Outcast’s main focus is Kyle (Patrick Fugit), who, when we meet him, is living in absolute squalor, his sister dropping by on occasion to try to force food and the most minute traces of civilization on him. From the outset – after a stunningly creepy cold open on the first episode and then the wonderfully unsettling title sequence has passed – Outcast distances itself from the stylized, slicked-back hair of fellow comic-book-show-of-the-season Preacher: Kyle’s squalor is indeed squalor, and his isolation is not played as cute or desirable. This is a person disturbed by his past, and as we get obscure glimpses of that past, we’re brought to empathize, as much as we’re able. Not that Kyle’s doing much to earn that empathy, with his tight-lipped, furrow-browed study of the world around him, and his semi-stalking of his ex-wife, and his brash interactions with the local Reverend (Philip Glenister), who’s taken an odd interest.

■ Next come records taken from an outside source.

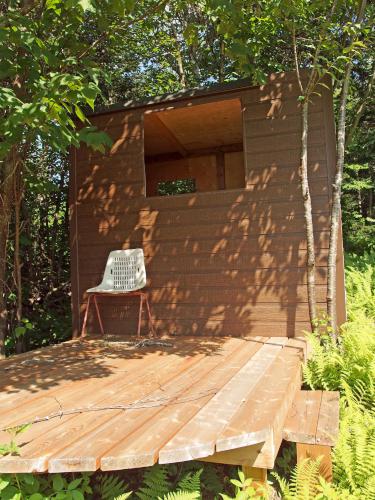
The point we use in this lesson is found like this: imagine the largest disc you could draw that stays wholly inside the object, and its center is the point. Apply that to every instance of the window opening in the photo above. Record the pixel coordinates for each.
(194, 149)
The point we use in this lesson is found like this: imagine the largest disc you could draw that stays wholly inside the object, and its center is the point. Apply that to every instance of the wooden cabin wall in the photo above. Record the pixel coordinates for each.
(228, 262)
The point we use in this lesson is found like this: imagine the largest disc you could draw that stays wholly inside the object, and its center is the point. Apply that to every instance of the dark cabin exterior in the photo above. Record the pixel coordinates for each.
(227, 257)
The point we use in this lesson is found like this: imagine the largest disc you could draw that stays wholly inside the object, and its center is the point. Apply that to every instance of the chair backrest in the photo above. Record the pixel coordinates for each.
(125, 271)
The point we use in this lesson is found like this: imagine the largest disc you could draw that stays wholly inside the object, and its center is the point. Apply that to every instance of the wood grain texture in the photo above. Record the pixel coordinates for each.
(313, 418)
(250, 241)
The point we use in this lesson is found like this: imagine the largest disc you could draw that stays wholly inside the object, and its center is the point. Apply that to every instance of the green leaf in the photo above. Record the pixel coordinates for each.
(77, 495)
(86, 5)
(74, 484)
(57, 482)
(79, 113)
(19, 331)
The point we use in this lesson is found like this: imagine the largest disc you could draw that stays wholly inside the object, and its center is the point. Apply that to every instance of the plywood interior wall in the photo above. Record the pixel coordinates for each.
(225, 262)
(202, 142)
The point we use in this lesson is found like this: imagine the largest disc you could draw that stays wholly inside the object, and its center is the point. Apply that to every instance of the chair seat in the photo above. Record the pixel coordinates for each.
(99, 290)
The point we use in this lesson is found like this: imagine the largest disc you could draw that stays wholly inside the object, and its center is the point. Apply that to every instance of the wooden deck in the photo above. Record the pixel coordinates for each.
(115, 405)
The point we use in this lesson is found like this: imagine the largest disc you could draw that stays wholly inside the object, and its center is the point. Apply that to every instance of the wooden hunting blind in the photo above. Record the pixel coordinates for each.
(206, 182)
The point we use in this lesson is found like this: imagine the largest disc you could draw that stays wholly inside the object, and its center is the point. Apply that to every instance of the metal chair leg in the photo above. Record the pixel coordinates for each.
(83, 331)
(140, 315)
(153, 333)
(98, 315)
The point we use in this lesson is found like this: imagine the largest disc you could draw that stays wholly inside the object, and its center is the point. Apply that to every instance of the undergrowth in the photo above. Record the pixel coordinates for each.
(346, 365)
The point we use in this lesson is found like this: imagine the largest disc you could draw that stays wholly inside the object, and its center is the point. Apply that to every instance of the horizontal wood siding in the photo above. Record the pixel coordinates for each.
(223, 262)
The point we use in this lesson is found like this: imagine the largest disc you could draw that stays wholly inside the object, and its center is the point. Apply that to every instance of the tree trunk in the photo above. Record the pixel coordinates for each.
(18, 192)
(336, 192)
(308, 217)
(336, 204)
(6, 200)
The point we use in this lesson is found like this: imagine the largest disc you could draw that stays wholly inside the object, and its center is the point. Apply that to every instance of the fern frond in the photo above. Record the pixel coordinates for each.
(191, 481)
(110, 487)
(181, 495)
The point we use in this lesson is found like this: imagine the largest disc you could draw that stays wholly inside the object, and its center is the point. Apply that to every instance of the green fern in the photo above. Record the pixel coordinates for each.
(354, 454)
(110, 487)
(191, 481)
(304, 482)
(181, 495)
(155, 483)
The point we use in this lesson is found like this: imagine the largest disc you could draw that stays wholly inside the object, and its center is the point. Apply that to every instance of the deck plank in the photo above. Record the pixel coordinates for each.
(328, 422)
(302, 421)
(82, 455)
(82, 392)
(198, 438)
(141, 448)
(264, 412)
(197, 389)
(44, 439)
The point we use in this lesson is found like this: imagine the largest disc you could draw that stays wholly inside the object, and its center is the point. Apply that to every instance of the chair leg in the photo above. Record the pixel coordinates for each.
(98, 315)
(83, 331)
(140, 315)
(153, 333)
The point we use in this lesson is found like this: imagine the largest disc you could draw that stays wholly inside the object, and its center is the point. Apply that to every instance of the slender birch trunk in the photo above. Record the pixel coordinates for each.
(308, 216)
(6, 201)
(336, 192)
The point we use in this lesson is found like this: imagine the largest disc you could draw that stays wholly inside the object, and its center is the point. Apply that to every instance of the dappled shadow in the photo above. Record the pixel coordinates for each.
(87, 359)
(226, 262)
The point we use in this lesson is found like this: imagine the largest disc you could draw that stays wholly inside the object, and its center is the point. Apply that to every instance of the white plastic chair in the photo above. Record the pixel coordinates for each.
(124, 274)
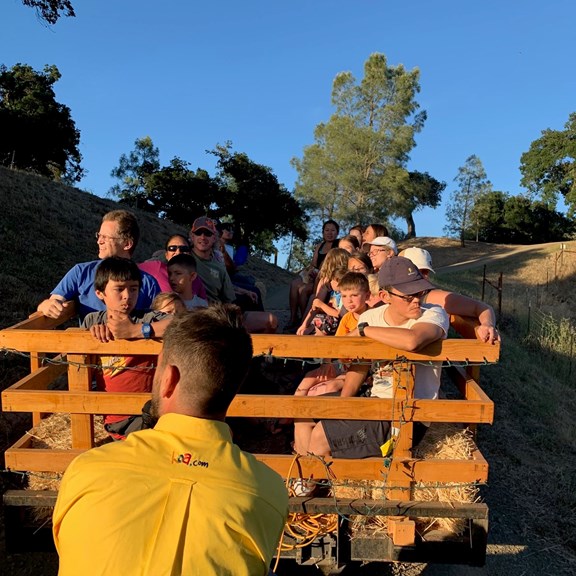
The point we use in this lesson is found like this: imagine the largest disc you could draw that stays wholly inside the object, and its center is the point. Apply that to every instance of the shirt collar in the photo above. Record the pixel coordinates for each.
(182, 425)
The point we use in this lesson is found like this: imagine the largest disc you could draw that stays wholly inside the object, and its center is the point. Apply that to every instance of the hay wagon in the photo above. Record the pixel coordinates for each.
(394, 508)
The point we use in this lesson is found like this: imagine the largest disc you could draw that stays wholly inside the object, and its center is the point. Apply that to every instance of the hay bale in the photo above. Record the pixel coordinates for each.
(441, 442)
(445, 442)
(54, 432)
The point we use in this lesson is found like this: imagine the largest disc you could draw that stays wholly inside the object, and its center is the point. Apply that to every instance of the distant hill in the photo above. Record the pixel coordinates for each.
(47, 227)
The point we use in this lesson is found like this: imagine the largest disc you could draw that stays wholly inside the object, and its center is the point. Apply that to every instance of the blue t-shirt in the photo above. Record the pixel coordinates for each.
(78, 284)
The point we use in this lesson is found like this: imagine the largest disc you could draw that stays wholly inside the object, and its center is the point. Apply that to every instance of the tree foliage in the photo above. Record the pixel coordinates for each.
(261, 208)
(51, 10)
(242, 191)
(133, 170)
(472, 185)
(355, 171)
(518, 220)
(38, 133)
(549, 167)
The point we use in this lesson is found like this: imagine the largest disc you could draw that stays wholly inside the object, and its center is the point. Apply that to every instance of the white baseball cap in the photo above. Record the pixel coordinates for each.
(420, 258)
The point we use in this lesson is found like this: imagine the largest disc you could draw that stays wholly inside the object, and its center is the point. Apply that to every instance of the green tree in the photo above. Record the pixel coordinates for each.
(38, 133)
(488, 216)
(549, 167)
(472, 184)
(51, 10)
(132, 171)
(352, 170)
(411, 192)
(179, 194)
(262, 209)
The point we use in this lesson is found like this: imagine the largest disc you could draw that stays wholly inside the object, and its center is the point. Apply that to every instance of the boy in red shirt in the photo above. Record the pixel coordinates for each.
(117, 283)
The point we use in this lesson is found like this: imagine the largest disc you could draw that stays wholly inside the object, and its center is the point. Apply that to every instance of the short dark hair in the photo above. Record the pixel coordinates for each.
(334, 223)
(169, 241)
(187, 261)
(354, 281)
(127, 225)
(364, 258)
(117, 269)
(213, 352)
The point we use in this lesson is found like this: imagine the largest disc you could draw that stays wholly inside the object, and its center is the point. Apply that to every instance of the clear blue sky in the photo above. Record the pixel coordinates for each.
(494, 74)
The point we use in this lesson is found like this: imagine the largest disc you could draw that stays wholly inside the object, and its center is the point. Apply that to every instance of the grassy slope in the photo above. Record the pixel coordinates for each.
(46, 228)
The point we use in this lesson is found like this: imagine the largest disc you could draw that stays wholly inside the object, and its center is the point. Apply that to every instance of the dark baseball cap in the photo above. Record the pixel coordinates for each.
(204, 223)
(402, 274)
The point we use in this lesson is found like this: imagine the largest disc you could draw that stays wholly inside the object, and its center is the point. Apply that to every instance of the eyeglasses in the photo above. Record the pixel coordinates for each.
(178, 248)
(410, 297)
(105, 238)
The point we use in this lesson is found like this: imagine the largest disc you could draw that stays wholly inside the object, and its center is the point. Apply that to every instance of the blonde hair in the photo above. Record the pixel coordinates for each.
(374, 284)
(336, 258)
(166, 298)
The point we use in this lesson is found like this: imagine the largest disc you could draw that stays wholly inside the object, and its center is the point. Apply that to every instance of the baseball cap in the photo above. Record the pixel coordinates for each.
(383, 241)
(403, 274)
(420, 257)
(204, 223)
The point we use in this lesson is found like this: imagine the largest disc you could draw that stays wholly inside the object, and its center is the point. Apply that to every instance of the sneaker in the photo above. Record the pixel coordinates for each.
(303, 486)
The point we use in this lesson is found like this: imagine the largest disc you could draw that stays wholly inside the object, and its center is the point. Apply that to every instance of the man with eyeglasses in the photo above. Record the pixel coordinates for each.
(156, 266)
(379, 250)
(402, 322)
(118, 236)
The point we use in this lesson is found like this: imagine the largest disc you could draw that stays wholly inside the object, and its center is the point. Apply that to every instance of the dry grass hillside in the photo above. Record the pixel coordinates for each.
(46, 228)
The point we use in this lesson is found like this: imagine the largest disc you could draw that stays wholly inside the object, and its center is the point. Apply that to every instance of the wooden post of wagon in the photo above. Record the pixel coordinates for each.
(79, 379)
(401, 529)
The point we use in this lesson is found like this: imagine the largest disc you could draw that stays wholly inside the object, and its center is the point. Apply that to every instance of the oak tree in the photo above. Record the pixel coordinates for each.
(38, 133)
(352, 170)
(549, 167)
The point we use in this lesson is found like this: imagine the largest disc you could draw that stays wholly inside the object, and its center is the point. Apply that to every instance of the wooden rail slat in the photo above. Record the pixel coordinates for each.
(75, 340)
(405, 470)
(260, 406)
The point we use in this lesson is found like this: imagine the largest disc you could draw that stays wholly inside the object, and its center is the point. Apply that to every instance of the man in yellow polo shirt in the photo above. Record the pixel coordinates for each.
(181, 498)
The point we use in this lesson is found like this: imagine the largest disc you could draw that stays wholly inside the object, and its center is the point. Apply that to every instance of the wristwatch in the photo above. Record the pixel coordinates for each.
(146, 330)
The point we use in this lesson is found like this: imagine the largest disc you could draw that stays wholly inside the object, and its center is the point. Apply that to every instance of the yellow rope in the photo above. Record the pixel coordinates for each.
(303, 528)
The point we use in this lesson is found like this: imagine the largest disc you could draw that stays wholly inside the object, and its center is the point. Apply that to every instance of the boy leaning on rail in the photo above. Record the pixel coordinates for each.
(117, 284)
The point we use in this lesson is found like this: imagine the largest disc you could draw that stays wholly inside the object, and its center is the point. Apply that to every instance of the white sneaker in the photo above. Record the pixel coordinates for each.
(303, 486)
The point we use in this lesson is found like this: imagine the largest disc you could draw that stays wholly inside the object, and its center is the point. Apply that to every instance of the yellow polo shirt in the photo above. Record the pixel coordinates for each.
(178, 499)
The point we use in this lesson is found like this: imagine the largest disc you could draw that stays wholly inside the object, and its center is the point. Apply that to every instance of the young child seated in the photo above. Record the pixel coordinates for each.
(117, 283)
(169, 303)
(181, 273)
(325, 316)
(355, 292)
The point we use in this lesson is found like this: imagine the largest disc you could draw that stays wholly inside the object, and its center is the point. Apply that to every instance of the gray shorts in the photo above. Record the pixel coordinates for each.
(356, 438)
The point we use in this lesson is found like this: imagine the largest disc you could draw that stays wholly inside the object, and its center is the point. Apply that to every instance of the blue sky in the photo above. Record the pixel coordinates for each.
(494, 74)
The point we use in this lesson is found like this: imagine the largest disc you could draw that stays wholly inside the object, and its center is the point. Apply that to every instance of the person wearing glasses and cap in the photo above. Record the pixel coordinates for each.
(156, 266)
(219, 287)
(404, 323)
(454, 303)
(379, 250)
(118, 236)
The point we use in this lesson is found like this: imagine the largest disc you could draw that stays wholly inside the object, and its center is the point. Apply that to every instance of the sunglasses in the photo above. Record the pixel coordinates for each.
(105, 238)
(410, 297)
(177, 247)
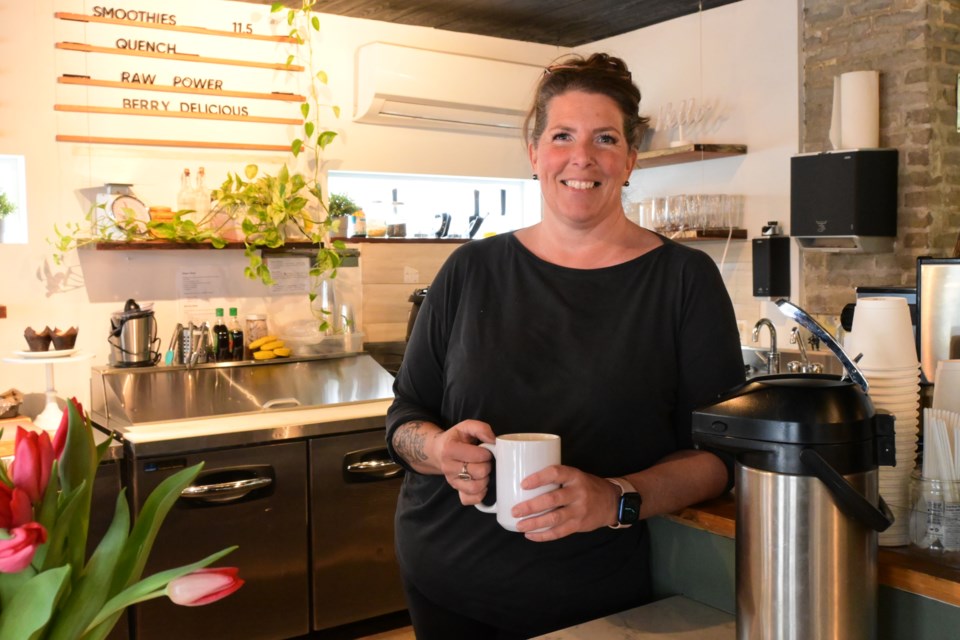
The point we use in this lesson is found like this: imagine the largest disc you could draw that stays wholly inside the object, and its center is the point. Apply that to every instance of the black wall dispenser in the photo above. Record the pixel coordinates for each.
(844, 200)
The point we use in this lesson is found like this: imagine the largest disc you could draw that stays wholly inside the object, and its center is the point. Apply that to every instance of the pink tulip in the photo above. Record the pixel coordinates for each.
(60, 438)
(204, 586)
(16, 552)
(15, 507)
(32, 462)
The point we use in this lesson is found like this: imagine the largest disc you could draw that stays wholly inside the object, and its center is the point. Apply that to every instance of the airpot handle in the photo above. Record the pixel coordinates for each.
(806, 321)
(849, 500)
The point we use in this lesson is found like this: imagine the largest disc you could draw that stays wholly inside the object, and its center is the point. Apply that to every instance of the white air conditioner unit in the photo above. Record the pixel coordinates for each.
(411, 87)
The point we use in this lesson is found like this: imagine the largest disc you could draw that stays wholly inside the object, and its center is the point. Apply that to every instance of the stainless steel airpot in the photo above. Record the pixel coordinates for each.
(807, 448)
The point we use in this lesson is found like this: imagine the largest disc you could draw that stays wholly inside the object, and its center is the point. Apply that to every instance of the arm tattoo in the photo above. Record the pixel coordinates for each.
(408, 441)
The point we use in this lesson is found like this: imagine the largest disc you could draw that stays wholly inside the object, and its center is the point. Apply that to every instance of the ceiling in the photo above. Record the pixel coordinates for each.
(564, 23)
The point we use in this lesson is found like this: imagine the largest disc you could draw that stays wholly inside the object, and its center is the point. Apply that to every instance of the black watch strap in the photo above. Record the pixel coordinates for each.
(628, 507)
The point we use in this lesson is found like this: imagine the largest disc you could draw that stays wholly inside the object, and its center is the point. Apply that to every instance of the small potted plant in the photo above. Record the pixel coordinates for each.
(339, 209)
(6, 208)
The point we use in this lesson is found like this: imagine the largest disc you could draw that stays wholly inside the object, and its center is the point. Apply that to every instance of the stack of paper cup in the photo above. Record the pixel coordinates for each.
(883, 333)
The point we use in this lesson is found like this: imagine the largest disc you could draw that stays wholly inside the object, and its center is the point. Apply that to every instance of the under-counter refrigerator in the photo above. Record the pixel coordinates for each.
(266, 515)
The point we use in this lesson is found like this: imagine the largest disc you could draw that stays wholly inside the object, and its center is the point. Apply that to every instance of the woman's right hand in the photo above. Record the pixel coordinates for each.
(453, 454)
(465, 464)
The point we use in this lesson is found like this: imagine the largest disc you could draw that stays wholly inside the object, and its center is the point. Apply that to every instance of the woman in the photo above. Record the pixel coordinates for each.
(584, 325)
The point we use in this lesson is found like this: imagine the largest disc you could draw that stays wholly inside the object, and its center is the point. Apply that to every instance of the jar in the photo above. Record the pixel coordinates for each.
(256, 329)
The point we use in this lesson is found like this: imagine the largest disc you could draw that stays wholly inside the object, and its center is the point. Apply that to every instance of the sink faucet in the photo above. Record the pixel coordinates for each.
(773, 357)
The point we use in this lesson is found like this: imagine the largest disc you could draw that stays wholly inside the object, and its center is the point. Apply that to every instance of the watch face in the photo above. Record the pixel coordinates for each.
(629, 508)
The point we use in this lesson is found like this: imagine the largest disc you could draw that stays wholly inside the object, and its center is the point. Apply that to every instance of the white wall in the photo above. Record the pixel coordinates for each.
(748, 60)
(743, 57)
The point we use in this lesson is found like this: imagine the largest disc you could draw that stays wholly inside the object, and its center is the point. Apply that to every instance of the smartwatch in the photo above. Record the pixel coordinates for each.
(628, 507)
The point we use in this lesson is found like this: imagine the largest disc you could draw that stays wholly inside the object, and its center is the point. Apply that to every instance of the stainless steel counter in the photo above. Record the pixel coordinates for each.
(675, 618)
(165, 410)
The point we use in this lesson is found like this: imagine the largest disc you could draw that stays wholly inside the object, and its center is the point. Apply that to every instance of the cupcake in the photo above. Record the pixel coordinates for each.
(38, 341)
(64, 339)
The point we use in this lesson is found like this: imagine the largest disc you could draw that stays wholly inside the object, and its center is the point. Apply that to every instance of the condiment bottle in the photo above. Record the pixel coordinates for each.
(236, 336)
(185, 197)
(221, 339)
(201, 197)
(256, 329)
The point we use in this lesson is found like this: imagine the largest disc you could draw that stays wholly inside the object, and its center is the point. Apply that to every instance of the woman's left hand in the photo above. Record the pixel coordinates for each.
(583, 502)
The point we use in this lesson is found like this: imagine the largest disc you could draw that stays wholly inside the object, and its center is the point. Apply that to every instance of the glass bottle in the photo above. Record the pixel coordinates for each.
(221, 339)
(185, 197)
(201, 198)
(236, 336)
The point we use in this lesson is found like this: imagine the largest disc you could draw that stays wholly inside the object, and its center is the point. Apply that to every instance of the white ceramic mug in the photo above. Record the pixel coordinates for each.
(519, 455)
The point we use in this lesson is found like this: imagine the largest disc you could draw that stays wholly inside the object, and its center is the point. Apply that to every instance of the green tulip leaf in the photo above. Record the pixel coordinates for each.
(33, 605)
(138, 546)
(91, 590)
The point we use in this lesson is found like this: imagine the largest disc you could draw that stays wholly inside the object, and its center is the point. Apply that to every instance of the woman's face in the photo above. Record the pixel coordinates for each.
(582, 158)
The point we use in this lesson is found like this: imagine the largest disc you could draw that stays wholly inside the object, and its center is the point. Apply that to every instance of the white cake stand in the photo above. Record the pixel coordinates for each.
(49, 418)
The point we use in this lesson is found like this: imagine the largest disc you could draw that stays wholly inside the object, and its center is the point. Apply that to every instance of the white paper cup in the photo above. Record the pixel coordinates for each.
(883, 333)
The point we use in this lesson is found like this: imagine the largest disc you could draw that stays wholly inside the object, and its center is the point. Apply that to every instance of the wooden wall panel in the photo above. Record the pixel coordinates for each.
(390, 272)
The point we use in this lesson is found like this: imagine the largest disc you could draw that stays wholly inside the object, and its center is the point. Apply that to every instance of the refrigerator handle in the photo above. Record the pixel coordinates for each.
(224, 491)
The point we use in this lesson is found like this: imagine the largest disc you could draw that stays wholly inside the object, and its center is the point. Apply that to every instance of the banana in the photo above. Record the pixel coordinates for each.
(259, 342)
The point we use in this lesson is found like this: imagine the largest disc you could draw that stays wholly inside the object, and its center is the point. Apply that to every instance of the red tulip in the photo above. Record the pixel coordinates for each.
(32, 462)
(15, 507)
(18, 546)
(204, 586)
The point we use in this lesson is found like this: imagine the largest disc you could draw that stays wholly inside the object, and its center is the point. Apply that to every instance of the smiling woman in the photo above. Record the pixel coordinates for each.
(583, 325)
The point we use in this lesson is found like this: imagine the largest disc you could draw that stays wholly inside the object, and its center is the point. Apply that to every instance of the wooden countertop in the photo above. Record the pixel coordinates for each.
(903, 568)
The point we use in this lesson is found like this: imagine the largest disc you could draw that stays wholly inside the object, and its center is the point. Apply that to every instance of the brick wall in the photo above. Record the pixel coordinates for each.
(915, 44)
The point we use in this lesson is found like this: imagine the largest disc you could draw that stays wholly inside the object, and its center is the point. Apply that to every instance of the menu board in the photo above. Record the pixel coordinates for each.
(232, 83)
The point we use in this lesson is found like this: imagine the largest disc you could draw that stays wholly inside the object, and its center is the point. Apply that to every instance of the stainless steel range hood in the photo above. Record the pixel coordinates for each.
(844, 201)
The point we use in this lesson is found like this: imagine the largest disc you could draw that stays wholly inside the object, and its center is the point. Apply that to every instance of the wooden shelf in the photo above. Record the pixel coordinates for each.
(688, 153)
(79, 17)
(157, 113)
(167, 245)
(183, 57)
(192, 144)
(710, 235)
(116, 84)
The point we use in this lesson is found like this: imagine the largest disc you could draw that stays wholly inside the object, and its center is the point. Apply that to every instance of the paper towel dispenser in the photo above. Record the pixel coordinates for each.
(844, 200)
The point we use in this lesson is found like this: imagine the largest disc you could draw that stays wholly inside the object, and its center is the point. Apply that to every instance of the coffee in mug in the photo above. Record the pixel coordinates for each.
(519, 455)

I mean, who are we watching? Just what is going on?
The show reveals its dealings with demons; that Kyle has the power, it seems, to draw them out. Of course the pastor wants in. And so I kept waiting for the show to turn into the hunt the demon-of-the-week adventure series I knew had to be around the corner. …Only… Kyle wants none of that. And the process is anything but heroic or pretty, Kyle often resorting to violently beating the possessed. Our Pastor’s motives become questionable. Possessions are happening left and right and no one is getting involved. A mysterious, somewhat devilish man (Brent Spiner) moves to town and doesn’t act out any particular TV cliches. If I may make the comparison to Preacher again, but shows took their time in their first season to even hint at what they may be about; a valuable difference l, though, is that while Preacher filled this gap with attitude (all its characters are badass; its shooting style is “edgy”), Outcast fills it with characters. They all spiral out from Kyle – friends, detractors, family – but they all have important hands in the game, and get the script and screen time to show it. Outcast is about denying what we are, or dealing with the implications of accepting our inner beasts; its theme is wound around and stuck through every aspect of the show. This is why you can keep watching, despite maybe being unable to give an adequate plot rundown; there’s something compelling and unnerving about the world which the show inhabits (certainly nibbling at our own fears and concerns regarding the “face” we present to the public).
It’s still some steps away from being as affecting as its themes suggest. In part this is due to the long-way-around structure I’m praising, but also the good / evil debate has such varying levels of threat in the show that it takes Kyle having stakes in the game – his wife, his daughter – to make certain moments “matter.” This, I suspect, will always be something the show has trouble with, but if that’s the sacrifice for keeping the overall narrative on its toes, then absolutely so be it.
(An interesting side-note: according to wiki, Kirkman developed the show before the comic.)